|Conserved neural circuits for survival
Emotions engender survival-relevant behaviours, in humans and non-human animals. We take a cross-species perspective and develop human research paradigms that are comparable to animal set ups. Thus we seek to make comparative statements on the neural circuits supporting survival behaviours in humans, and their relation to more classical accounts of emotions
|Algorithms for survival
We study survival-oriented and emotional behaviour with the toolkit of computational neuroscience. We combine Bayesian Decision Theory, Reinforcement Learning Theory, psychophysics, and neuroinformatics, to specify the goals of emotional behaviour, find out the algorithms controlling it, and investigate its neural implementation.

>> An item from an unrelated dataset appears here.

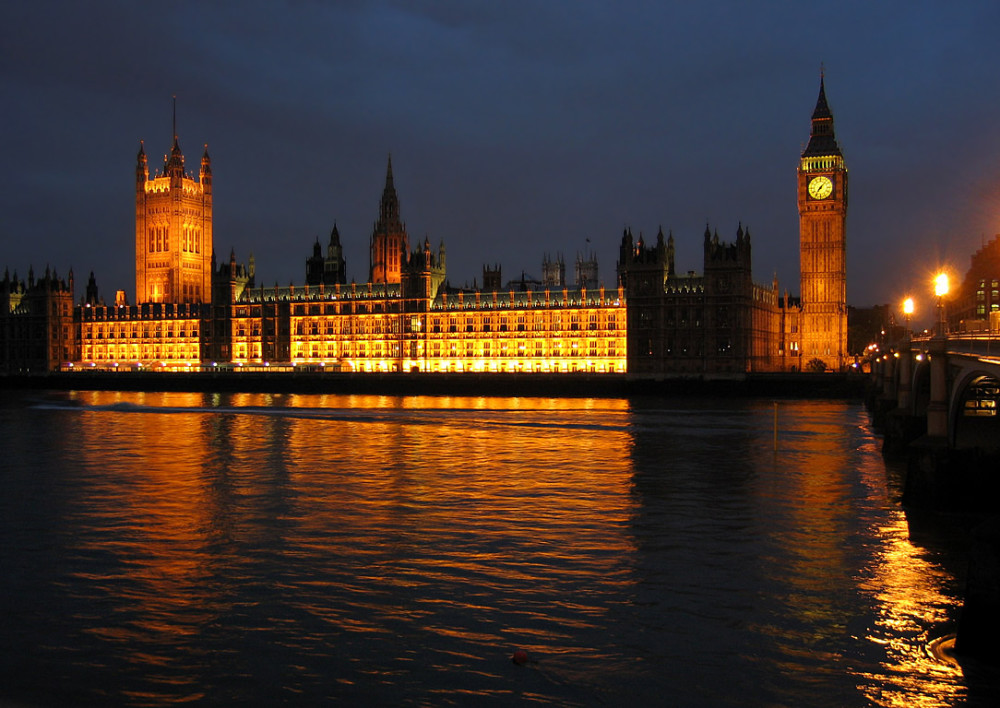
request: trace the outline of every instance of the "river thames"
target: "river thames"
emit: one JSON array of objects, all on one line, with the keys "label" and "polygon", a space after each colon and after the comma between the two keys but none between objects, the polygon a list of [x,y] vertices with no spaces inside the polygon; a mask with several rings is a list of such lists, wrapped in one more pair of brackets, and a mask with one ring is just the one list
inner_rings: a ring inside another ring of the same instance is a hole
[{"label": "river thames", "polygon": [[1000,696],[930,650],[971,522],[904,513],[860,404],[2,392],[0,432],[5,704]]}]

|Behavioural research methods
Fear memory quantification in humans is currently noisy. As an example, a sample size of N>300 is needed to demonstrate with 95% power that an intervention suppresses fear memory, when using classical SCR measures in a retention test. We have brought down this sample size to around 50, by combining experimental improvements with Psychophysiological Modelling (PsPM). We work on reducing the required sample size to a level that affords high-throughput screening of fear-suppressing interventions in humans.
|Emotion circuit malfunction
Emotions are presumably adaptive, but many people suffer from excessive anxiety, fear, or anhedonia. We seek to understand this in terms of underlying control algorithms and circuits, with the aim of improving therapies for major depression, phobias, post-traumatic stress disorder, and generalized anxiety disorder.